Hat sich die Arbeit der Beamten auf dem Oktoberfest verändert?
Man merkt schon, dass die Arbeit den Beamten im Laufe der Veranstaltung an die Substanz geht. Aber wir achten darauf, immer wieder durchzuwechseln, „frische“ Beamte auf der Wiesn zu haben. Der Dienst auf der Wiesn ist nie einfach, zumal man mit betrunkenen und aggressiven Menschen zu tun hat, von daher ist immer eine Belastung gegeben. Verändert hat sich aber mit Sicherheit so manche Taktik; nach jedem Oktoberfest schauen wir, wo wir uns weiter verbessern, Tendenzen entgegenwirken können.

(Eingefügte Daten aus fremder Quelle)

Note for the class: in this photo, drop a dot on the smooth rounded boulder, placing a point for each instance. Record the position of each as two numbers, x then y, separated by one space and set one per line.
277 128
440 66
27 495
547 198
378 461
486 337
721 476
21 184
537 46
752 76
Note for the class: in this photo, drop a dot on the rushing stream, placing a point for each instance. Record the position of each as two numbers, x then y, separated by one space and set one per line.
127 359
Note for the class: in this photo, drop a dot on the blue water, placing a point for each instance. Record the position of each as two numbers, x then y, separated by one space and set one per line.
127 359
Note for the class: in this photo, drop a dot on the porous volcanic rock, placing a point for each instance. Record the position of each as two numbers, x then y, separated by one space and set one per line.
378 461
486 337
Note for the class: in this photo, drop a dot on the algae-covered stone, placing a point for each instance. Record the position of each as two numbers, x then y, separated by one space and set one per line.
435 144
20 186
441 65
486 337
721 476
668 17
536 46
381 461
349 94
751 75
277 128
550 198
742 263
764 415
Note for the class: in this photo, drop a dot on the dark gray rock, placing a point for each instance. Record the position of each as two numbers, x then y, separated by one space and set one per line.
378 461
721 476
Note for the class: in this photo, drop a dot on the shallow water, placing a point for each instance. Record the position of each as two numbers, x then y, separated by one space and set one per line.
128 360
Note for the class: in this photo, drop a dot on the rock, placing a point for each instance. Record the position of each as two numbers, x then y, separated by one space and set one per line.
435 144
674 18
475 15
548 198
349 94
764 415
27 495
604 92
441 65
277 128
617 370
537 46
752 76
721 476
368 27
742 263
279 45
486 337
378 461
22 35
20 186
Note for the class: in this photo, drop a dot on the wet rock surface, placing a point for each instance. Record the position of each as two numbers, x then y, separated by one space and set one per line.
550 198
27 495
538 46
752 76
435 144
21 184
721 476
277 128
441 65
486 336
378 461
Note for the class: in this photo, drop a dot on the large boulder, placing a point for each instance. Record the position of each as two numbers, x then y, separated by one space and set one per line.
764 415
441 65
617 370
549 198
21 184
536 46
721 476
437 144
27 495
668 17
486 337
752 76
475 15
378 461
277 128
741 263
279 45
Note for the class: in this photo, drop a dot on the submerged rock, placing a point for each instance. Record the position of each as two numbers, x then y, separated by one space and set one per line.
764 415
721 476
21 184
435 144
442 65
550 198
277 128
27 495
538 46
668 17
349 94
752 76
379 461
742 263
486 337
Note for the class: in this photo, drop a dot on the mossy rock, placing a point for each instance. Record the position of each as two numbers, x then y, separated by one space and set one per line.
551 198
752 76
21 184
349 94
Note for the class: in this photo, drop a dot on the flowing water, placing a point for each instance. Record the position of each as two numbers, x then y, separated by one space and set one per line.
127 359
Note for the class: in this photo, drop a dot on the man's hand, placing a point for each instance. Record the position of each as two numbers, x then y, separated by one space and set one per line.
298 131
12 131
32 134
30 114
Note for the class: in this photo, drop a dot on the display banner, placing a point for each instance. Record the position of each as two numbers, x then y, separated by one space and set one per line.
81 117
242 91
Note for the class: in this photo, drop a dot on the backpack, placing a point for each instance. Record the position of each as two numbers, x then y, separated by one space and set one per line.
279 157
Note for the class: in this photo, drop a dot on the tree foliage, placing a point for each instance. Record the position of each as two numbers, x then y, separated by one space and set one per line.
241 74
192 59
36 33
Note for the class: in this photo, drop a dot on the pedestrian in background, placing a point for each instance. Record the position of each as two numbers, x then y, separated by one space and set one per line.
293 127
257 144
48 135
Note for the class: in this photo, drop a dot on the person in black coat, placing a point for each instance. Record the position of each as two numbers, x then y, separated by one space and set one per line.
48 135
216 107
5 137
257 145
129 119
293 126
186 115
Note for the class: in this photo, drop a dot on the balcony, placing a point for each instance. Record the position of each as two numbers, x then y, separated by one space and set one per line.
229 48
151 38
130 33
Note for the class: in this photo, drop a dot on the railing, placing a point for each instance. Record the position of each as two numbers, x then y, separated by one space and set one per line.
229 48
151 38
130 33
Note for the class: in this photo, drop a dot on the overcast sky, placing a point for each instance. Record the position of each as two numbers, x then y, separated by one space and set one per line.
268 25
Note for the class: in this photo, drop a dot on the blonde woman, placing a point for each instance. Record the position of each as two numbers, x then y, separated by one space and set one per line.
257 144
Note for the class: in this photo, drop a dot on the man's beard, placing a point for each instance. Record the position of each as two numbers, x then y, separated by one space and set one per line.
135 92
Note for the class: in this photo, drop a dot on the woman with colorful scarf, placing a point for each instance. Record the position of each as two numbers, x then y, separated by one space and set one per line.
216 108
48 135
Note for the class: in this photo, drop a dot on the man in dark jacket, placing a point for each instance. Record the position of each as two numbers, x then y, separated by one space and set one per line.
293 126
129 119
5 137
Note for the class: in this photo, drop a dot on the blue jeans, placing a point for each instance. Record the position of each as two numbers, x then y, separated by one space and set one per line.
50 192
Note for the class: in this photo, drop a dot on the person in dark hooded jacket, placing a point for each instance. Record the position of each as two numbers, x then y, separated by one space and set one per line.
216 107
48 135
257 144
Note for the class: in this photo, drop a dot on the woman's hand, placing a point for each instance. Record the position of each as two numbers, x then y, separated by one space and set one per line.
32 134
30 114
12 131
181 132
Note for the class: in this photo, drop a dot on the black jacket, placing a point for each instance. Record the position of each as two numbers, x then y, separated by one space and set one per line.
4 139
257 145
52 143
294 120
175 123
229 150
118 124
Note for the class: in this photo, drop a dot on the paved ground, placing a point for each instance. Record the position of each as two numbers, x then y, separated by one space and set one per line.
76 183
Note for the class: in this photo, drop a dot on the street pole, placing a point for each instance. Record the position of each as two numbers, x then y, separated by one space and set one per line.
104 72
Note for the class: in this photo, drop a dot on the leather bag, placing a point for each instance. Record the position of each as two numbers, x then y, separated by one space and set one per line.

Wir hatten in den letzten Jahren immer wieder Steigerungen bei der Anzahl der Taschendiebstähle und setzen nun Zivilfahnder ein, was in Zusammenhang mit Prävention in den Medien einiges bewirken konnte.
Wie lief die Arbeit dieser Zivilfahnder ab?
Die Fahnder sind immer in Gruppen unterwegs und vertrauen dann auf ihr Auge und ihr Gefühl, um Taschendiebe auf frischer Tat zu ertappen und festnehmen zu können.
Mit welchen Gefühlen erwarten Sie die Wiesn 2015?
Meine Erfahrungen der letzten Jahre haben mir gezeigt, dass es auf keinen Fall einfacher wird, dass eine ähnliche Belastung wie in diesem Jahr zu erwarten ist. In unseren Nachbesprechungen, ganz nach dem Prinzip „Nach der Wiesn ist vor der Wiesn“, wird sich dann noch entscheiden, ob wir personell etwas verändern müssen. Im Großen und Ganzen wird es aber ablaufen wie in diesem Jahr.
Hat man da privat noch Lust auf einen Besuch der Wiesn, wenn man das fest auch aus einer ganz anderen Perspektive kennt?
Es gibt Kollegen, die die Wiesn lieben, gerne dort hingehen, und es gibt Kollegen, die meiden die Wiesn privat. Manche können dort abschalten und es gibt auch welche, die das nicht können.
Herr Kraus, vielen Dank für das Gespräch!